Advanced Machine Learning with R
上QQ阅读APP看书,第一时间看更新

Understanding a regression tree

To establish an understanding of tree-based methods, it's probably easier to start with a quantitative outcome and then move on to how it works in a classification problem. The essence of a tree is that the features are partitioned, starting with the first split that improves the RSS the most. These binary splits continue until the termination of the tree. Each subsequent split/partition isn't done on the entire dataset, but only on the portion of the prior split that it falls under. This top-down process is referred to as recursive partitioning. It's also a process that's greedy, a term you may stumble upon in reading about machine learning (ML) methods. Greedy means that during each split in the process, the algorithm looks for the greatest reduction in the RSS without any regard to how well it will perform on the later partitions. The result is that you may end up with a full tree of unnecessary branches leading to a low bias but a high variance. To control this effect, you need to appropriately prune the tree to an optimal size after building a full tree.
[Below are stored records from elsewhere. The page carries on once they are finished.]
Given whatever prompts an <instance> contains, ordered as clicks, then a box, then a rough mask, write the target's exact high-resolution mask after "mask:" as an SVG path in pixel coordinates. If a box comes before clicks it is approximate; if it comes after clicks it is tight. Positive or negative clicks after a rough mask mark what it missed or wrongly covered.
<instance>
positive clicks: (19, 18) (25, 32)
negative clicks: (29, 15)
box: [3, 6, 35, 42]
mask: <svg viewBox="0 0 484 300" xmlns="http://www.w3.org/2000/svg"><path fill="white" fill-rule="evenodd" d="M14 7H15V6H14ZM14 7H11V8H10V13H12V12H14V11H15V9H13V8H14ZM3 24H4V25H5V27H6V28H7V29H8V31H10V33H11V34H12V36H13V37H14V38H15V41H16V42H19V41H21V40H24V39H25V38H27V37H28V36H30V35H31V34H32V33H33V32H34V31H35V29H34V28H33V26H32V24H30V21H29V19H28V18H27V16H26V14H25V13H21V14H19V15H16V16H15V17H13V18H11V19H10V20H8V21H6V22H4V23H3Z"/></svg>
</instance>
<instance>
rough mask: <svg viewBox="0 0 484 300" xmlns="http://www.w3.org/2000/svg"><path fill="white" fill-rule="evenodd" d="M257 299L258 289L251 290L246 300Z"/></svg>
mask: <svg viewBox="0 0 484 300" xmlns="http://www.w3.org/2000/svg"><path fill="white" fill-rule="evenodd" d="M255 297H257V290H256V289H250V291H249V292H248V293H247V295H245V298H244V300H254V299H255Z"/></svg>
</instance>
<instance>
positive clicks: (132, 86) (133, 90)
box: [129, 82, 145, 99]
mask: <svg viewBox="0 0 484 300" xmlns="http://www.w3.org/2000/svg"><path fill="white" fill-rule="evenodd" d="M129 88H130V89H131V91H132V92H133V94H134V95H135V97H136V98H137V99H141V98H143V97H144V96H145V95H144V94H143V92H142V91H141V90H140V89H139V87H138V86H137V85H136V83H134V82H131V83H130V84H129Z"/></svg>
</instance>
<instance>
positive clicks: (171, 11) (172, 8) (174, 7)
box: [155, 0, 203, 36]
This diagram provides a visualization of this technique in action:

Regression tree with three splits and four terminal nodes, and the corresponding node average and number of observations

The data is hypothetical with 30 observations, a response ranging from 1 to 10, and two predictor features, both ranging in value from 0 to 10 named X1 and X2. The tree has three splits leading to four terminal nodes. Each split is basically an if...then statement or uses the R syntax ifelse(). The first split is: if X1 is less than 3.5, then the response is split into four observations with an average value of 2.4 and the remaining 26 observations. The left branch of four observations is a terminal node as any further splits would not substantially improve the RSS. The predicted value for these four observations is that the partition of the tree becomes the average. The next split is at X2 < 4, and finally X1 < 7.5.

An advantage of this method is that it can handle highly nonlinear relationships; however, can you see a couple of potential problems? The first issue is that an observation is given the average of the terminal node under which it falls. This can hurt the overall predictive performance (high bias). Conversely, if you keep partitioning the data further and further to achieve a low bias, a high variance can become an issue. As with the other methods, you can use cross-validation to select the appropriate tree depth size.